I don't hear you condemning him.
"Ben-Gurion was right. If he had not done what he did, a state would not have come into being. That has to be clear. It is impossible to evade it. Without the uprooting of the Palestinians, a Jewish state would not have arisen here."
When ethnic cleansing is justified
Benny Morris, for decades you have been researching the dark side of Zionism. You are an expert on the atrocities of 1948. In the end, do you in effect justify all this? Are you an advocate of the transfer of 1948?
"There is no justification for acts of rape. There is no justification for acts of massacre. Those are war crimes. But in certain conditions, expulsion is not a war crime. I don't think that the expulsions of 1948 were war crimes. You can't make an omelet without breaking eggs. You have to dirty your hands."

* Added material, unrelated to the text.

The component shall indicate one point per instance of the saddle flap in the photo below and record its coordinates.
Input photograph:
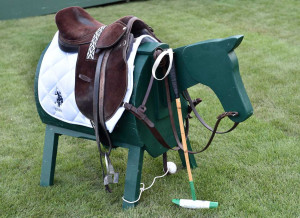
(111, 35)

We are talking about the killing of thousands of people, the destruction of an entire society.
"A society that aims to kill you forces you to destroy it. When the choice is between destroying or being destroyed, it's better to destroy."
There is something chilling about the quiet way in which you say that.
"If you expected me to burst into tears, I'm sorry to disappoint you. I will not do that."
So when the commanders of Operation Dani are standing there and observing the long and terrible column of the 50,000 people expelled from Lod walking eastward, you stand there with them? You justify them?
"I definitely understand them. I understand their motives. I don't think they felt any pangs of conscience, and in their place I wouldn't have felt pangs of conscience. Without that act, they would not have won the war and the state would not have come into being."
You do not condemn them morally?
They perpetrated ethnic cleansing.
"There are circumstances in history that justify ethnic cleansing. I know that this term is completely negative in the discourse of the 21st century, but when the choice is between ethnic cleansing and genocide - the annihilation of your people - I prefer ethnic cleansing."
And that was the situation in 1948?
"That was the situation. That is what Zionism faced. A Jewish state would not have come into being without the uprooting of 700,000 Palestinians. Therefore it was necessary to uproot them. There was no choice but to expel that population. It was necessary to cleanse the hinterland and cleanse the border areas and cleanse the main roads. It was necessary to cleanse the villages from which our convoys and our settlements were fired on."
The term `to cleanse' is terrible.
"I know it doesn't sound nice but that's the term they used at the time. I adopted it from all the 1948 documents in which I am immersed."
What you are saying is hard to listen to and hard to digest. You sound hard-hearted.
"I feel sympathy for the Palestinian people, which truly underwent a hard tragedy. I feel sympathy for the refugees themselves. But if the desire to establish a Jewish state here is legitimate, there was no other choice. It was impossible to leave a large fifth column in the country. From the moment the Yishuv [pre-1948 Jewish community in Palestine] was attacked by the Palestinians and afterward by the Arab states, there was no choice but to expel the Palestinian population. To uproot it in the course of war.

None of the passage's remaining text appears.